Dominion has the most over-complicated plot of any Jurassic movie, spending substantial time developing its lame locust and human cloning subplots. It’s not a pure and simple monster movie like its predecessors. With it’s considerable two-and-a-half hour run time, globe-trotting, and myriad characters, it feels more like a James Bond movie than a Jurassic movie — and that’s not a good thing. Because there’s nothing about the over-plotting that interests me or makes me like these characters more. I just want to see dinosaurs do scary shit.
The film seems to have banked on audiences wanting to see the casts of both trilogies united. Well, we thought we would. But it turns out to be a fairly joyless affair. First of all, it takes more than half the run time for the characters to even meet. And once they do, no character really gets to shine. At a certain point, you just wish the dinosaurs would eat half of them — as long as Goldblum survived. It’s probably the least humorous of all the Jurassic movies, which only further accentuates how desperately the movie needs more of Goldblum’s darkly comic gifts. It’s also the loudest Jurassic movie. The action is often non-stop and exhausting, with composer Michael Giacchino over-scoring much of the time to convince us that what we’re watching is an excruciating life-and-death affair. There’s an air of desperation to it. In the end, there’s not one action scene in Dominion that matches any in the previous films.
Despite all its many shortcomings, we do get to see dinosaurs again. In fact, early in the film there are some compelling scenes of dinosaurs having a hard time fitting into the modern world — having to be herded away from work sites, having to be rescued from those who would sacrifice them for profit. Dominion should have been about the dinosaurs themselves — how do humans and dinosaurs live side by side? That would have been a better movie than this locust/cloning movie. Even though it’s not really their movie, many favorite creatures are back, including our good old T-rex, the velociraptors, triceratops, and even those slime-spitting dilaphosaurs that killed Wayne Knight in the first movie. And there are some new ones as well. The feathered ones are particularly memorable and ferocious. The film’s single scariest scene is one in which a huge feathered dinosaur with Wolverine-like claws stalks Bryce Dallas Howard into a lake.

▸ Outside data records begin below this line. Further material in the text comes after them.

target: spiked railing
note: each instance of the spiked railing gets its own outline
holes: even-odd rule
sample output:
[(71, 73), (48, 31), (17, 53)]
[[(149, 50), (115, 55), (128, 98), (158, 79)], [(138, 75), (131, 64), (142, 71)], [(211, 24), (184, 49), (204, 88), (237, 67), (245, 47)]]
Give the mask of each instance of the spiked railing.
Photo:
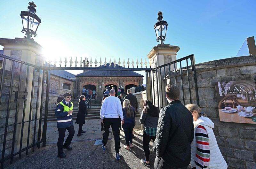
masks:
[[(74, 57), (73, 57), (74, 58)], [(73, 62), (72, 61), (72, 57), (70, 57), (70, 60), (69, 62), (68, 61), (68, 58), (67, 57), (65, 57), (65, 60), (64, 61), (62, 61), (63, 58), (60, 57), (59, 61), (57, 61), (58, 59), (56, 58), (54, 59), (54, 60), (52, 60), (52, 59), (49, 59), (48, 60), (45, 60), (44, 62), (44, 66), (45, 65), (46, 65), (46, 63), (47, 63), (49, 64), (50, 67), (56, 67), (56, 65), (59, 65), (60, 67), (68, 67), (68, 66), (67, 65), (69, 65), (70, 67), (79, 67), (79, 64), (80, 65), (80, 67), (83, 67), (84, 65), (85, 65), (85, 67), (109, 67), (111, 68), (115, 68), (116, 67), (121, 68), (122, 67), (124, 68), (132, 68), (132, 68), (136, 68), (137, 66), (137, 68), (139, 68), (139, 66), (141, 67), (141, 68), (143, 68), (143, 66), (144, 68), (147, 68), (148, 66), (150, 68), (151, 68), (151, 63), (149, 61), (148, 63), (147, 62), (147, 59), (145, 58), (145, 62), (143, 62), (142, 61), (142, 59), (140, 58), (140, 62), (139, 62), (138, 60), (138, 58), (136, 58), (136, 62), (134, 62), (133, 60), (133, 58), (132, 59), (132, 62), (130, 62), (130, 58), (128, 58), (127, 60), (127, 62), (126, 62), (125, 59), (123, 59), (123, 61), (122, 62), (121, 62), (120, 61), (120, 58), (119, 58), (118, 59), (118, 62), (116, 62), (116, 59), (115, 58), (114, 58), (114, 61), (112, 62), (111, 61), (111, 58), (109, 58), (109, 61), (108, 62), (107, 62), (106, 58), (105, 58), (104, 59), (104, 61), (102, 62), (101, 58), (100, 58), (100, 62), (98, 62), (97, 61), (97, 58), (95, 58), (95, 61), (94, 62), (92, 61), (92, 58), (85, 58), (85, 59), (84, 60), (83, 59), (82, 57), (81, 57), (80, 59), (80, 61), (78, 62), (77, 61), (77, 57), (76, 57), (75, 61)], [(69, 59), (68, 58), (68, 59)], [(89, 60), (90, 61), (89, 61)], [(122, 65), (121, 65), (121, 64)]]

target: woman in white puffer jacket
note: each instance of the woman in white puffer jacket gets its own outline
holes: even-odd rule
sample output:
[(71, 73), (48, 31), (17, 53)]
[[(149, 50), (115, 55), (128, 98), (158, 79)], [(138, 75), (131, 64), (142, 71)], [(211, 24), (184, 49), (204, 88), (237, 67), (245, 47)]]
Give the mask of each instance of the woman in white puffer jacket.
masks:
[(191, 143), (190, 162), (193, 168), (227, 169), (228, 165), (212, 130), (214, 124), (196, 104), (185, 106), (192, 113), (194, 119), (195, 136)]

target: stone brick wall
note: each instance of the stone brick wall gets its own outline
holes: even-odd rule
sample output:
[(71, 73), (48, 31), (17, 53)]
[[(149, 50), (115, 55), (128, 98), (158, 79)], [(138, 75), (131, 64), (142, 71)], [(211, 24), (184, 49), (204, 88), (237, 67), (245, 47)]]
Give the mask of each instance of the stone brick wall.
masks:
[[(215, 60), (196, 65), (200, 106), (214, 123), (213, 129), (220, 149), (228, 168), (256, 168), (256, 123), (246, 124), (220, 122), (215, 83), (222, 81), (254, 80), (256, 82), (256, 56), (247, 56)], [(181, 88), (180, 73), (177, 72), (177, 85)], [(190, 71), (192, 103), (195, 98), (194, 76)], [(189, 103), (186, 70), (182, 70), (185, 103)], [(171, 81), (175, 84), (172, 75)], [(183, 102), (182, 91), (180, 100)]]
[(132, 94), (137, 98), (138, 101), (138, 111), (140, 111), (140, 107), (141, 109), (140, 111), (142, 111), (143, 104), (144, 103), (144, 101), (147, 100), (147, 91), (144, 90), (134, 93)]
[[(46, 75), (45, 76), (44, 79), (46, 80)], [(63, 86), (62, 86), (61, 84), (64, 84), (64, 83), (70, 84), (70, 90), (63, 88)], [(44, 83), (44, 96), (45, 96), (46, 88), (46, 82)], [(67, 92), (71, 92), (73, 94), (75, 88), (74, 81), (51, 74), (50, 83), (48, 109), (52, 109), (56, 107), (57, 98), (60, 95), (63, 95)], [(45, 98), (44, 98), (44, 102), (45, 102)]]

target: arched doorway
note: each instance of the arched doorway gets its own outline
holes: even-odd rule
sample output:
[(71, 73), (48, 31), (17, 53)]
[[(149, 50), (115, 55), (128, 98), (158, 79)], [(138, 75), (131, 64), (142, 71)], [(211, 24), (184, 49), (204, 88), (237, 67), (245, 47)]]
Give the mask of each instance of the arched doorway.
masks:
[(134, 84), (130, 84), (125, 86), (125, 95), (127, 95), (127, 91), (128, 89), (129, 89), (131, 88), (133, 88), (133, 87), (136, 88), (138, 86), (138, 85), (135, 85)]
[[(96, 90), (96, 86), (92, 84), (87, 84), (83, 86), (84, 88), (85, 88), (86, 90), (90, 90), (93, 89), (96, 91), (96, 94), (97, 94), (97, 90)], [(95, 96), (96, 97), (96, 96)]]
[[(115, 85), (113, 84), (108, 84), (106, 86), (105, 86), (105, 88), (108, 88), (109, 90), (111, 90), (111, 89), (113, 89), (113, 88), (115, 88), (115, 91), (116, 91), (116, 95), (115, 96), (117, 96), (117, 86), (116, 85)], [(109, 90), (110, 89), (110, 90)]]

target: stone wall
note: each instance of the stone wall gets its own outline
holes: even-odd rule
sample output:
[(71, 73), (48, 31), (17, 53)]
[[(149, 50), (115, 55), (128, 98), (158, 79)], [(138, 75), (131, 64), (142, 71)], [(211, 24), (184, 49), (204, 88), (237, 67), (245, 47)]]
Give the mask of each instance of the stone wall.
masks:
[(142, 111), (142, 105), (144, 103), (144, 101), (147, 100), (147, 91), (144, 90), (132, 94), (137, 98), (138, 101), (138, 111), (140, 111), (140, 107)]
[[(213, 129), (220, 149), (230, 169), (256, 168), (256, 123), (246, 124), (220, 121), (215, 83), (254, 80), (256, 82), (256, 56), (247, 56), (215, 60), (196, 65), (200, 106), (214, 123)], [(180, 73), (177, 71), (177, 85), (181, 88)], [(192, 103), (195, 100), (194, 76), (190, 71)], [(189, 103), (186, 70), (182, 70), (185, 104)], [(169, 77), (168, 76), (167, 76)], [(175, 84), (174, 75), (167, 82)], [(180, 100), (183, 102), (182, 91)]]
[[(45, 75), (44, 80), (44, 96), (45, 96), (46, 85), (45, 81), (46, 80), (46, 75)], [(70, 85), (70, 90), (63, 88), (63, 86), (61, 86), (61, 85), (64, 84), (64, 83)], [(73, 94), (75, 88), (74, 81), (51, 74), (49, 90), (48, 109), (52, 109), (56, 107), (57, 98), (60, 95), (63, 95), (68, 92), (71, 92)], [(44, 102), (45, 102), (45, 98), (44, 98)]]

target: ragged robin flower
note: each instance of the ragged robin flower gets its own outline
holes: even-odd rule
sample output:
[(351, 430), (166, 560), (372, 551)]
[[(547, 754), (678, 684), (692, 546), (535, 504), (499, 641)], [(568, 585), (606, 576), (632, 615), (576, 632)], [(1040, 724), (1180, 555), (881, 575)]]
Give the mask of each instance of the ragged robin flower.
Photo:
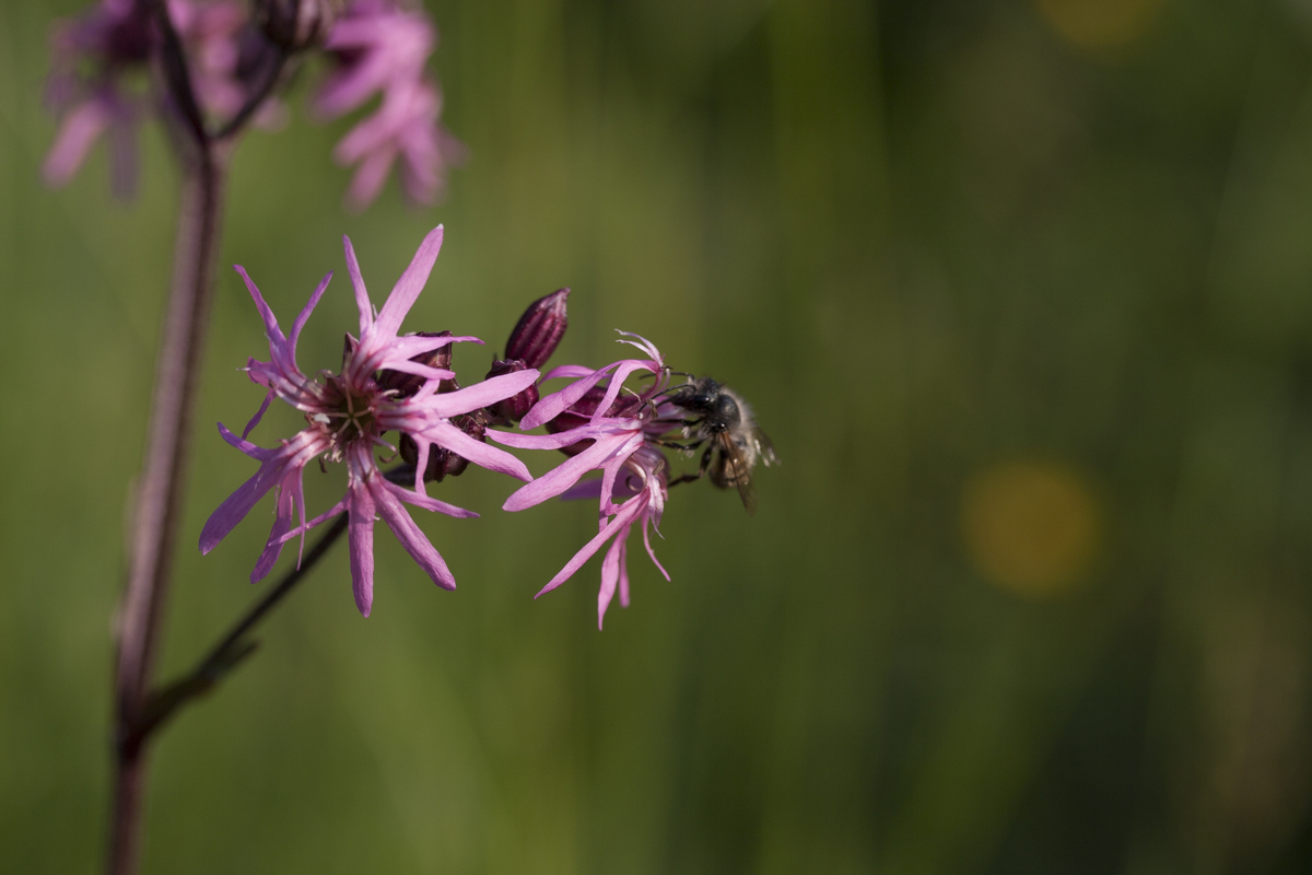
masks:
[[(563, 314), (562, 306), (562, 319)], [(546, 425), (551, 434), (488, 432), (489, 438), (506, 446), (554, 449), (569, 455), (554, 471), (513, 493), (505, 510), (523, 510), (555, 497), (600, 500), (597, 535), (538, 593), (548, 593), (567, 581), (607, 540), (611, 542), (601, 565), (598, 628), (617, 590), (621, 605), (628, 606), (627, 542), (634, 526), (642, 529), (647, 555), (669, 580), (652, 550), (651, 530), (659, 533), (669, 497), (669, 463), (661, 449), (669, 442), (664, 436), (682, 426), (680, 411), (664, 400), (670, 371), (660, 350), (636, 335), (626, 335), (622, 342), (636, 346), (646, 357), (621, 359), (596, 370), (564, 365), (543, 376), (544, 380), (573, 378), (569, 386), (538, 401), (521, 422), (525, 429)], [(639, 388), (630, 388), (625, 383), (631, 376), (648, 382), (635, 380)], [(597, 470), (602, 472), (600, 479), (580, 481)]]
[[(328, 274), (315, 289), (300, 315), (283, 335), (273, 311), (264, 302), (260, 290), (240, 266), (236, 272), (245, 281), (251, 296), (264, 319), (269, 340), (269, 361), (251, 359), (247, 371), (251, 379), (268, 390), (260, 411), (245, 426), (241, 437), (219, 425), (223, 438), (251, 458), (260, 462), (260, 470), (234, 492), (214, 512), (201, 533), (201, 551), (213, 550), (256, 502), (270, 489), (277, 489), (276, 518), (264, 554), (252, 572), (252, 581), (269, 572), (282, 544), (319, 522), (338, 513), (350, 514), (350, 571), (356, 605), (369, 615), (374, 586), (374, 517), (382, 517), (407, 552), (445, 589), (454, 589), (455, 580), (441, 555), (411, 519), (403, 506), (412, 504), (453, 517), (478, 516), (429, 497), (424, 489), (422, 472), (432, 451), (450, 451), (475, 464), (509, 474), (521, 480), (531, 480), (529, 471), (509, 453), (488, 446), (470, 437), (453, 417), (478, 411), (510, 397), (538, 378), (537, 370), (522, 370), (504, 376), (493, 376), (475, 386), (440, 392), (443, 380), (454, 379), (450, 370), (413, 361), (425, 358), (434, 350), (455, 341), (478, 341), (475, 337), (443, 335), (400, 335), (401, 320), (419, 298), (428, 281), (433, 262), (442, 245), (442, 228), (434, 228), (420, 245), (405, 273), (396, 282), (387, 303), (374, 311), (365, 281), (356, 261), (350, 240), (344, 237), (346, 268), (350, 273), (356, 304), (359, 310), (359, 336), (348, 336), (341, 373), (321, 371), (318, 379), (307, 378), (297, 365), (297, 338), (306, 325), (315, 304), (328, 286)], [(398, 390), (396, 374), (420, 378), (417, 390)], [(302, 411), (306, 428), (281, 441), (276, 447), (258, 447), (245, 439), (260, 421), (269, 403), (278, 397)], [(415, 466), (415, 488), (407, 489), (387, 479), (379, 470), (375, 453), (382, 449), (396, 455), (396, 449), (384, 436), (396, 432), (415, 442), (419, 458)], [(316, 458), (345, 462), (346, 495), (327, 513), (306, 521), (302, 474)], [(299, 513), (299, 525), (293, 525)]]

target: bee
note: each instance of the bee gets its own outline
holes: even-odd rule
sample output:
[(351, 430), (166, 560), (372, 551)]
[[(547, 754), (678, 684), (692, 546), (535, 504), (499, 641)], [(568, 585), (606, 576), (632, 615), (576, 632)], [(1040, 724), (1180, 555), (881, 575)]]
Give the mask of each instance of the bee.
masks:
[(691, 443), (682, 445), (682, 449), (695, 450), (706, 445), (697, 474), (685, 474), (670, 485), (710, 476), (720, 489), (736, 487), (748, 514), (756, 513), (752, 468), (757, 462), (778, 464), (779, 458), (770, 438), (757, 426), (748, 403), (710, 376), (677, 387), (668, 400), (690, 415), (684, 421), (684, 438)]

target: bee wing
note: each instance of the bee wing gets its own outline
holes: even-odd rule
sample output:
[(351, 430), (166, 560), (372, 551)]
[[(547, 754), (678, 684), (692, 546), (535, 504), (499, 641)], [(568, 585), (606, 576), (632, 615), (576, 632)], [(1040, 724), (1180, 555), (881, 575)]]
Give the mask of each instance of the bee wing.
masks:
[(732, 475), (733, 485), (737, 487), (739, 499), (747, 508), (747, 516), (756, 516), (756, 489), (752, 488), (752, 470), (747, 459), (743, 458), (743, 450), (727, 433), (716, 436), (716, 443), (724, 457), (724, 467)]
[(752, 429), (752, 443), (756, 445), (756, 454), (768, 466), (779, 463), (779, 457), (774, 451), (774, 443), (770, 442), (770, 438), (765, 432), (761, 429)]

It’s also great to see Laura Dern and Jeff Goldblum back in action. Goldblum is magical in everything he does these days. While he gets a fair amount of screen time, you’ll wish there were more of him. Sam Neill, on the other hand, doesn’t seem at all happy to be back in the saddle. The script rekindles his relationship with Dern, but otherwise just doesn’t know what to do with him. DeWanda Wise makes the most of her new supporting character, a pilot-for-hire who ends up throwing in with Pratt and Howard. Speaking of Pratt and Howard, even though they get marginally more screen time than anyone else, their characters are pretty uninteresting here — basically existing just to do whatever it takes to get their adoptive, cloned daughter back.
Maybe Dominion bites off more than it can chew. Or maybe it tries too hard to be something it’s not. I love monster movies so much that I still enjoyed parts of this one. But for a series so loved and ripe with potential, Dominion is disappointing at best, easily my least favorite of all six movies.
With BD Wong, Mamoudou Athie, Campbell Scott, and Omar Sy.